The story centres around Sister Aloysius Beauvier’s (Meryl Streep), and her pursuit of a theory she has about one of her superiors. This theory is then stimulated by a colleague, Sister James, (Amy Adams), after she reveals she spotted something untoward going on during a routine day at the school. Father Brendan Flynn (Phillip Seymour Hoffman) is at the centre of this pursuit and even though he seems to be held in high regard by the School and the Community his morality is put into question.
Meryl Streep’s cold, old fashioned nun, Sister Aloysius Beauvier, is once again a testament to Streep’s acting capabilities. She completely embodies the attributes of authoritative and stubbornness throughout the film.
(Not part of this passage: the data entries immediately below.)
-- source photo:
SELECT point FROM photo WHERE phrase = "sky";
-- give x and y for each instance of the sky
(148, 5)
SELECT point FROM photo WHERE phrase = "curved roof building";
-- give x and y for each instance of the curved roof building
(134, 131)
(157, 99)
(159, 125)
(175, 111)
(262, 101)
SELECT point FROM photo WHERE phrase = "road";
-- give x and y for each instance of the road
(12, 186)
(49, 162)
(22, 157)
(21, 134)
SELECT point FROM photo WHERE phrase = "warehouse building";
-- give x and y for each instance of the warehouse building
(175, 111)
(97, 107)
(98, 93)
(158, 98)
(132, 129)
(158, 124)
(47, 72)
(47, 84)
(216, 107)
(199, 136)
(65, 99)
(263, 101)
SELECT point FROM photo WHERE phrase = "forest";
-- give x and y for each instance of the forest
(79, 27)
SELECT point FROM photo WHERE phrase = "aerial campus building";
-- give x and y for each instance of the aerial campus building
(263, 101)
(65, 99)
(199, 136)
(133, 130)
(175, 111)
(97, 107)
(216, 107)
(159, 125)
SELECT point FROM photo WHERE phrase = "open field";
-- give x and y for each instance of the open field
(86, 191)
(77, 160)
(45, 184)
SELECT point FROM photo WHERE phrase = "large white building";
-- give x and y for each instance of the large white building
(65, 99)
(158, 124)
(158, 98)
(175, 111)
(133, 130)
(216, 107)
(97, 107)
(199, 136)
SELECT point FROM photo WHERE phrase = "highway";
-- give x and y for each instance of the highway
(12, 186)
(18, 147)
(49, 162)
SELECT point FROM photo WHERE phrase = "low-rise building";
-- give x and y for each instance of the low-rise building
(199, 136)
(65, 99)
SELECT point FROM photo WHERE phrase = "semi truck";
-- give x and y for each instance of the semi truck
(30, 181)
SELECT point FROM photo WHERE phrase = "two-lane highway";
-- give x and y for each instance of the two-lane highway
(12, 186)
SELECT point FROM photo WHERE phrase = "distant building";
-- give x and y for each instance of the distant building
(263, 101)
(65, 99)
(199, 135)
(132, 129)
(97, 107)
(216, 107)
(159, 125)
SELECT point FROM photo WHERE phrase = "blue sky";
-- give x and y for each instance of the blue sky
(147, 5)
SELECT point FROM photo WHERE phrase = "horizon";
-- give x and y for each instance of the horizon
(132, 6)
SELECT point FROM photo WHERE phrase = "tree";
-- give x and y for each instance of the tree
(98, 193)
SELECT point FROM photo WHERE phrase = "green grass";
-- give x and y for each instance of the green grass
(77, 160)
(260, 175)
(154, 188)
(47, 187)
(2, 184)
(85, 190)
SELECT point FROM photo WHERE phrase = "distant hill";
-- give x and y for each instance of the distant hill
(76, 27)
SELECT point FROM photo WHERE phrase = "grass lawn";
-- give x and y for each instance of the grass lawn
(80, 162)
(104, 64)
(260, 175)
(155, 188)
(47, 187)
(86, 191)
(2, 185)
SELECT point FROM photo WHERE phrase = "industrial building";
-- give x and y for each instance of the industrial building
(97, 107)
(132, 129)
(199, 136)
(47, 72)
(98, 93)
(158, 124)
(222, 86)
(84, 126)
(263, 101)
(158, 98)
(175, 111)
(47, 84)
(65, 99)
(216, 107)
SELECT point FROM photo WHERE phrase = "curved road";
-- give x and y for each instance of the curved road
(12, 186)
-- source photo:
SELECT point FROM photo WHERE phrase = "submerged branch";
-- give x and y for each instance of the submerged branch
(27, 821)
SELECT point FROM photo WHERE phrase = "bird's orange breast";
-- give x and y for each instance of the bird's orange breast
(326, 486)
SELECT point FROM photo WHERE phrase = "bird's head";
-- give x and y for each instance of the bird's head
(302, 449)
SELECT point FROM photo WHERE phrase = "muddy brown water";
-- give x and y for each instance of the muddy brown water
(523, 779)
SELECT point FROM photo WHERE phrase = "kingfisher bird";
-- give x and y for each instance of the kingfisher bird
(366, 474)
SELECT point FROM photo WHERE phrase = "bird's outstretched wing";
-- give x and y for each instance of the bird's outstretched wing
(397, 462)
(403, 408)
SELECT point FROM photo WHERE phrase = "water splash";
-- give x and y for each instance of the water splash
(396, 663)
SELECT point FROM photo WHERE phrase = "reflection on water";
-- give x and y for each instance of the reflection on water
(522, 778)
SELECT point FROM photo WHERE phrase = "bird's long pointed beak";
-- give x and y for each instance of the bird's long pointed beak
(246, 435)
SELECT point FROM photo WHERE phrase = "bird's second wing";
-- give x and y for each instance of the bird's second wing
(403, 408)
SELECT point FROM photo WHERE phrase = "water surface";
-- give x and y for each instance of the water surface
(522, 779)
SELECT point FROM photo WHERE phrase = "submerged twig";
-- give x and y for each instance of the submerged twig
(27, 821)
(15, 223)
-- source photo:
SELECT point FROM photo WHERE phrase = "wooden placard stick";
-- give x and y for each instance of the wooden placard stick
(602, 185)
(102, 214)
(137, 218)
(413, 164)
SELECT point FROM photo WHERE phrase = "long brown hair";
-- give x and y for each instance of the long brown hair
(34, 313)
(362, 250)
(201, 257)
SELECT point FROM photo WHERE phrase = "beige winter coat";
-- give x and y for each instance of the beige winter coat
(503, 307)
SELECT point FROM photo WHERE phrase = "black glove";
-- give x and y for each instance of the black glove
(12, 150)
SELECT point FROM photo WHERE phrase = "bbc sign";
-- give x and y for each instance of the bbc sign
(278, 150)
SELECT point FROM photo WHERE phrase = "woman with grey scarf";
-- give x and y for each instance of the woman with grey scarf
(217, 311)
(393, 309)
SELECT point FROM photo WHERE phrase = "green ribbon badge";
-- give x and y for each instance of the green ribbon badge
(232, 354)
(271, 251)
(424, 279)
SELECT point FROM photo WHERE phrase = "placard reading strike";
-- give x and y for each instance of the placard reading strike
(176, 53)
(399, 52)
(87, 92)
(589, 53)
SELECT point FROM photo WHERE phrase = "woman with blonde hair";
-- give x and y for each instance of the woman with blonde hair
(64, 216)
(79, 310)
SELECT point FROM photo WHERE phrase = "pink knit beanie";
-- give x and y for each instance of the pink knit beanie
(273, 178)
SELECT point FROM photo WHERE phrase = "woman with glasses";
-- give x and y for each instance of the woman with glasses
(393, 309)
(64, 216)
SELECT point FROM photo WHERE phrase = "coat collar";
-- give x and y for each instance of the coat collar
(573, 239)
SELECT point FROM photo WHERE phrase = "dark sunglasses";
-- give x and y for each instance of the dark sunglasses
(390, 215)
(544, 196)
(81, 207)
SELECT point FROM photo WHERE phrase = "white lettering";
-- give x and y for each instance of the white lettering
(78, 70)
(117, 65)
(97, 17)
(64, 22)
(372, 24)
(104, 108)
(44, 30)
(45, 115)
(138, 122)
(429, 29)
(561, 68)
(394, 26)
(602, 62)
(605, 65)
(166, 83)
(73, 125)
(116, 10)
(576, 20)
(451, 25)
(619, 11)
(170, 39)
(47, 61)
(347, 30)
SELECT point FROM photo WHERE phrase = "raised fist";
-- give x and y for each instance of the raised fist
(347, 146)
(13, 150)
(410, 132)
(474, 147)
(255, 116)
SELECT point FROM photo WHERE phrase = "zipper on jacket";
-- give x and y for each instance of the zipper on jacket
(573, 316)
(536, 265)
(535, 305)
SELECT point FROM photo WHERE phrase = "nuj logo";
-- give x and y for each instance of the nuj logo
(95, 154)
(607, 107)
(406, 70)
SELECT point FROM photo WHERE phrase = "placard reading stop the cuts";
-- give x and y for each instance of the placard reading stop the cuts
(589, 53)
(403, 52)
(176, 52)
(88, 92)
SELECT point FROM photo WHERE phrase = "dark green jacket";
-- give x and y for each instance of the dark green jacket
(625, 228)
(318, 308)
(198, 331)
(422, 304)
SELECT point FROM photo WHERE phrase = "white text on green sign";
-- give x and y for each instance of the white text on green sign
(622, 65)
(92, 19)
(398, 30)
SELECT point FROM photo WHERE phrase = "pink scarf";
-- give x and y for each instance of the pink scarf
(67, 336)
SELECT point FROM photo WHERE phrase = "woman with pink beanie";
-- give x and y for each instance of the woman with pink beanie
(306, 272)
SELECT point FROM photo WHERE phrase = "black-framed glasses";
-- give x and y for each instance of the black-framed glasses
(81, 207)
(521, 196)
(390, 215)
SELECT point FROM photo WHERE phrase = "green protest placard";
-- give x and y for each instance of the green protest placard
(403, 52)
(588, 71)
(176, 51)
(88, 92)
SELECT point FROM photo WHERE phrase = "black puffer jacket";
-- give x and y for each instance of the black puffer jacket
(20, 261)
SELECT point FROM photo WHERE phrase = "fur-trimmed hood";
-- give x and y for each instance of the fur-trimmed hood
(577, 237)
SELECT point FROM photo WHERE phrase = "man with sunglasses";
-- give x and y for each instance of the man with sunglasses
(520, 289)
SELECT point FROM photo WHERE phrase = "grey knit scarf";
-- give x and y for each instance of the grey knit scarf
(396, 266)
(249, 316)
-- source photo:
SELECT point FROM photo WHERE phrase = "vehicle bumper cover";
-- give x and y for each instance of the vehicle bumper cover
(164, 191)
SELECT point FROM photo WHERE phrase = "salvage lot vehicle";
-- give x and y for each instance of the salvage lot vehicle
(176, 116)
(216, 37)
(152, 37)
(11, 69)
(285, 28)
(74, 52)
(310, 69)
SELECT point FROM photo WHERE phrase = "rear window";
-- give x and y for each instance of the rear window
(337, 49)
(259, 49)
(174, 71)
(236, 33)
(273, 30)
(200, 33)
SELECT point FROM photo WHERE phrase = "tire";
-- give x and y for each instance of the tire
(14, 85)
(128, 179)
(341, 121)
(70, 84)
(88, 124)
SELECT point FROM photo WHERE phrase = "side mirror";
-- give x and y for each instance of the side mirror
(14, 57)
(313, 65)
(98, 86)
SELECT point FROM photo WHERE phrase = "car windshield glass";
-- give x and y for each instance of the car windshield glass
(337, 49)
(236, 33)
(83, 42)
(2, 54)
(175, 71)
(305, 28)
However, Streep has the capability to effortlessly change the audience’s opinion of her almost instantaneously when she illustrates her intuitiveness and compassion later on in the film.
Phillip Seymour Hoffman plays the character of Father Brendan Flynn. Hoffman’s natural demeanour means he can easily express both gentle and wise characteristics. Father Flynn is a priest trying to move away from 1950’s thinking, however his quest is about to be disrupted by allegations made against him by Sister Beauvier. Hoffman adds great depth and mystery throughout the piece and although he is only in a supporting role his portrayal of Father Flynn is as equally compelling as Streep’s
Amy Adams also conveys a reasonable performance. The innate innocence of youth she brings to the piece adds balance to Meryl Streep’s commanding and totalitarian presence. She is caring and trustworthy but the burden of suspicion hangs over her throughout and the strain of this is also expressed convincingly.
Doubt is a mature and intelligent film and writer/director John Patrick Stanley should be applauded for his brilliant adaptation of the Tony Award winning play. He is of course the original author of the play but because it was a play adaptation the film did not have access to many of the trappings Academy award nominated pictures have. He did not have the grand locations and beautiful backgrounds, nor did he have thunderous scores or forceful soundtracks. He had the story and the characters within the story to drive the piece. They steered and he directed beautifully and should allow for the film to be remembered for many years to come.